Although Iran is the worlds third or fourth largest crude oil exporter, years of mismanagement, the effect of the U.S. unilateral sanctions and a sharply rising consumption pattern have reduced its refining capacity to cope with demand. Gasoline imports now amount to 10 percent of its crude oil export revenues. Because of the low subsidized price of gasoline some estimate that 20 percent of imports are smuggled out to neighboring countries, even including war-torn Iraq.
The gasoline imports are critical, not only for motorists but for the truck transport, which carries Irans imports inland from the Persian Gulf ports. Iran is, for example, deficit in its stable grain, rice.
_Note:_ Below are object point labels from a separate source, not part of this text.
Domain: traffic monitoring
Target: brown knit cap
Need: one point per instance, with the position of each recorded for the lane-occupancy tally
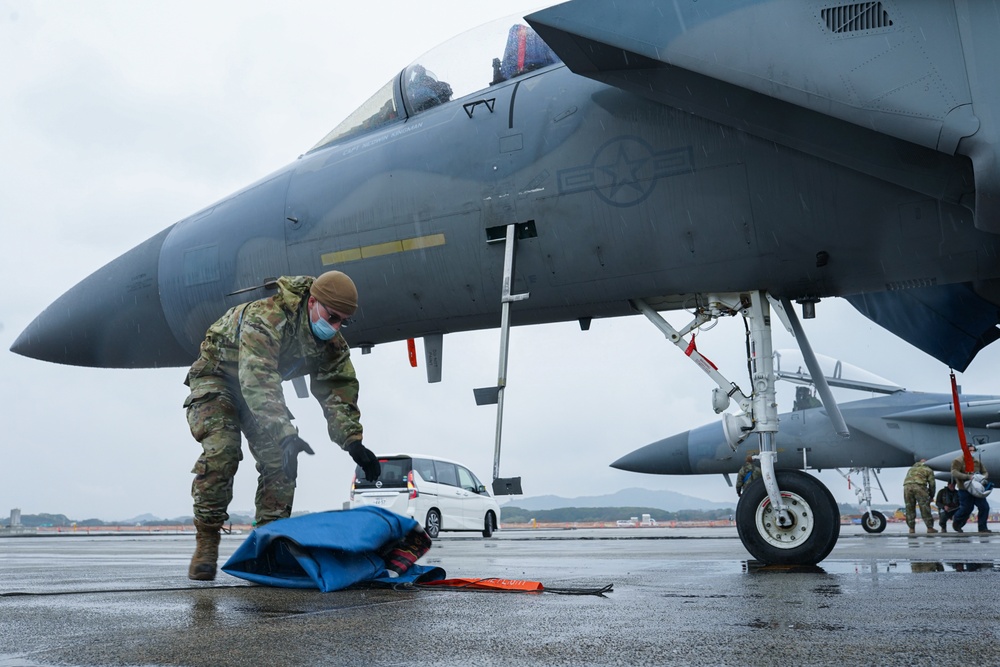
(335, 290)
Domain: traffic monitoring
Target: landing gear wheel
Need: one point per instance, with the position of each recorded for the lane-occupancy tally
(433, 523)
(815, 521)
(874, 522)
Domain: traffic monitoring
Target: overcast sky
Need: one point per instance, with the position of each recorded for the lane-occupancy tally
(119, 118)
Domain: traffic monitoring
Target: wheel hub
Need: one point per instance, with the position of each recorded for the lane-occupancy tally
(795, 532)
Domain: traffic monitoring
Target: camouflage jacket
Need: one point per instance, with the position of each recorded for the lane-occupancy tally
(257, 345)
(921, 475)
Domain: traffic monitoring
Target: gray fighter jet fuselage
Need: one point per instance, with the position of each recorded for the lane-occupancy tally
(892, 431)
(616, 197)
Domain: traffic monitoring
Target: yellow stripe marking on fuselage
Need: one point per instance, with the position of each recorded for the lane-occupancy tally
(379, 249)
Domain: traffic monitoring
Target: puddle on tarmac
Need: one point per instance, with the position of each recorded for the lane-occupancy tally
(897, 566)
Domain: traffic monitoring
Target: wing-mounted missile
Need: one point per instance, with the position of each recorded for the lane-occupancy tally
(912, 71)
(988, 454)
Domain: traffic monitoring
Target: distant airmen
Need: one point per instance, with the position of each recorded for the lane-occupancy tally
(918, 489)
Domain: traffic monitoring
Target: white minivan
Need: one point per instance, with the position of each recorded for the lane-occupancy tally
(440, 494)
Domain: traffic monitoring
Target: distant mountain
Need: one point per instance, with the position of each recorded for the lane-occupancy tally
(142, 518)
(669, 501)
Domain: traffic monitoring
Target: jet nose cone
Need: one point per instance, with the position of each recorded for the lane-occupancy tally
(664, 457)
(112, 319)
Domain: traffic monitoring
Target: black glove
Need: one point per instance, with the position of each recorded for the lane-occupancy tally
(364, 458)
(290, 448)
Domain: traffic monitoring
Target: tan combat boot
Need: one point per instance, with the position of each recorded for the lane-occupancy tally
(206, 551)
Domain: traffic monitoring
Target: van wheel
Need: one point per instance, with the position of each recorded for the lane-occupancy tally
(433, 523)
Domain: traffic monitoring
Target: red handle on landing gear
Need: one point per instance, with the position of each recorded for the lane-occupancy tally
(966, 452)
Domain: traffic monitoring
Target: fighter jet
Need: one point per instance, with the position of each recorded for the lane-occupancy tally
(892, 430)
(601, 159)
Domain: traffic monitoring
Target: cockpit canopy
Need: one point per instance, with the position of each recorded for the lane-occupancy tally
(485, 56)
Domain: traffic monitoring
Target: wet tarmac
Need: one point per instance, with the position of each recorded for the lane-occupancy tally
(680, 597)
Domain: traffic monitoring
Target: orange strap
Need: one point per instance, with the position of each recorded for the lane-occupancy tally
(966, 452)
(490, 583)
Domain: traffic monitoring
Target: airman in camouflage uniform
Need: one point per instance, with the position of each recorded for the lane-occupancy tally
(918, 489)
(236, 387)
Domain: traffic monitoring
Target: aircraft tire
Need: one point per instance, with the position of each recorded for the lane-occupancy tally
(874, 522)
(815, 521)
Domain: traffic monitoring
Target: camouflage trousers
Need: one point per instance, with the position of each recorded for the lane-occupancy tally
(913, 496)
(217, 414)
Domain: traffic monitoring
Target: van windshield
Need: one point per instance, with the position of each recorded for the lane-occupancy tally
(394, 472)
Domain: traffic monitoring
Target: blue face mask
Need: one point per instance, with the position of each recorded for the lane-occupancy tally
(322, 329)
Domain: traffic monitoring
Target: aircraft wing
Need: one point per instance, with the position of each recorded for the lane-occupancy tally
(832, 81)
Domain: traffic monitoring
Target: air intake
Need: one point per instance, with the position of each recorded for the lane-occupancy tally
(856, 17)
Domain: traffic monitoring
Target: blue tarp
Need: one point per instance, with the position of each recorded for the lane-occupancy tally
(327, 550)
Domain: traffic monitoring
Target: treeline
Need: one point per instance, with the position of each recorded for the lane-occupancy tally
(609, 514)
(62, 521)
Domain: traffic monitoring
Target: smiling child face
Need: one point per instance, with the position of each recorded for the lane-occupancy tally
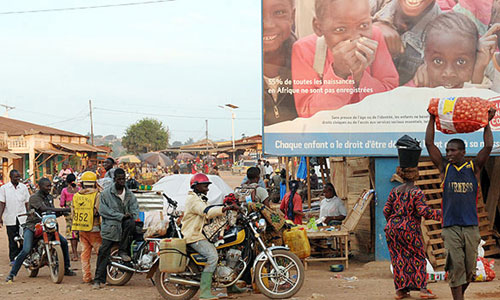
(450, 58)
(413, 8)
(344, 20)
(278, 16)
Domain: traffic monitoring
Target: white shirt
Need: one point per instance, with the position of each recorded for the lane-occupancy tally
(332, 207)
(14, 199)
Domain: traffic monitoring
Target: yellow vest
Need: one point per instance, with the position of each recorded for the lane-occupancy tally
(83, 212)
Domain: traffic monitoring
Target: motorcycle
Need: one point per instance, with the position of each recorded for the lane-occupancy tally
(277, 272)
(46, 250)
(144, 253)
(58, 183)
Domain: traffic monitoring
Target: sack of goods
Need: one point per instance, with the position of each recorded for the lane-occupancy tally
(460, 114)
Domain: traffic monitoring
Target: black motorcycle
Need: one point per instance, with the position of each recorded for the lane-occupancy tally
(144, 252)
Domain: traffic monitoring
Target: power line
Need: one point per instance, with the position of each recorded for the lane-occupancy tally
(167, 115)
(82, 7)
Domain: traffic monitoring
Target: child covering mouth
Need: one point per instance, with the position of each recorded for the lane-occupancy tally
(356, 58)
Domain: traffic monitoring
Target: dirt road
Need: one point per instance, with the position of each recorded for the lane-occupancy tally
(374, 281)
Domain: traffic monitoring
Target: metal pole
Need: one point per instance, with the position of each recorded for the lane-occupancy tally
(91, 124)
(232, 130)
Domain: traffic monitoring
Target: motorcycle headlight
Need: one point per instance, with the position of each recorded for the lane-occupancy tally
(261, 225)
(50, 223)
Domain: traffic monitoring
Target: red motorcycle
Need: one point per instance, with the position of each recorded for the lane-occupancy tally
(46, 250)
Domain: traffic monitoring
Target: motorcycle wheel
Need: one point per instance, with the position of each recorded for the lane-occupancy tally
(33, 273)
(57, 267)
(115, 276)
(172, 291)
(276, 286)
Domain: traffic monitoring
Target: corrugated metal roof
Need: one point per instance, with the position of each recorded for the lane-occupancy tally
(52, 151)
(16, 127)
(9, 155)
(79, 147)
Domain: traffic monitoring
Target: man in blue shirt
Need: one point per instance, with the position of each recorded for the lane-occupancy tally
(460, 221)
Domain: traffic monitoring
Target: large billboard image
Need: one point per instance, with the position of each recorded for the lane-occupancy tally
(349, 77)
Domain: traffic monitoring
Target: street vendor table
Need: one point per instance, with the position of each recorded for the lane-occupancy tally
(342, 238)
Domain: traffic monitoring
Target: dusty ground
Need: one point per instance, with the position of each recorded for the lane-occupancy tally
(374, 282)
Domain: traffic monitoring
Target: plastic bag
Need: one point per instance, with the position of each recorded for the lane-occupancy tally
(480, 249)
(311, 225)
(484, 270)
(460, 114)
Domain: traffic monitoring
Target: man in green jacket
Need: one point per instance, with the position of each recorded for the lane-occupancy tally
(118, 210)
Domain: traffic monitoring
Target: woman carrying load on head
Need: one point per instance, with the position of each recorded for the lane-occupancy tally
(403, 211)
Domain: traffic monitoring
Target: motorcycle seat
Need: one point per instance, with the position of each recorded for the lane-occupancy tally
(197, 257)
(200, 258)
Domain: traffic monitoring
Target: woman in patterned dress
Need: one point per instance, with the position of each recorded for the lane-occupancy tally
(67, 194)
(403, 211)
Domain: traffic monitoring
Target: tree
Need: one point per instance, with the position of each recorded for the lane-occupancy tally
(146, 135)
About a quarter of Irans gas imports come from other Persian Gulf producers and smaller amounts come from as far away as China and Brazil cargo on incoming tankers loading up with crude.
India has been toying with the possibility of a natural gas pipeline from Iran, which would help meet its own growing energy needs, with 70 percent of oil now being imported. Washington has publicly condemned the project with both New Delhi and Islamabad it would have to cross Indias feuding partner, Pakistan publicly saying they would go ahead. But even Indian Prime Minister Manmohan Singh has said publicly financing for such a huge project might not be available if it faced U.S. opposition.
Meanwhile, Reliance Industries Ltd. has been pumping out product for Iran from its huge refinery near Mumbai [Bombay], one of the largest in the world. In the face of opposition from Indias monopoly state-owned oil company, the Ambani family built the $3.4 billion refinery six years ago as its cornerstone in an effort to create a privately owned Indian integrated oil company against the opposition of Indias monopolistic state-owned company. The Ambanis, among the worlds richest industrialists, carry great weight in Indias complicated political scene.
It would sure benefit the whole world if the MMs were toppled from power. The middle east could really take off. Only problem is that some other nutcase would take over the helm.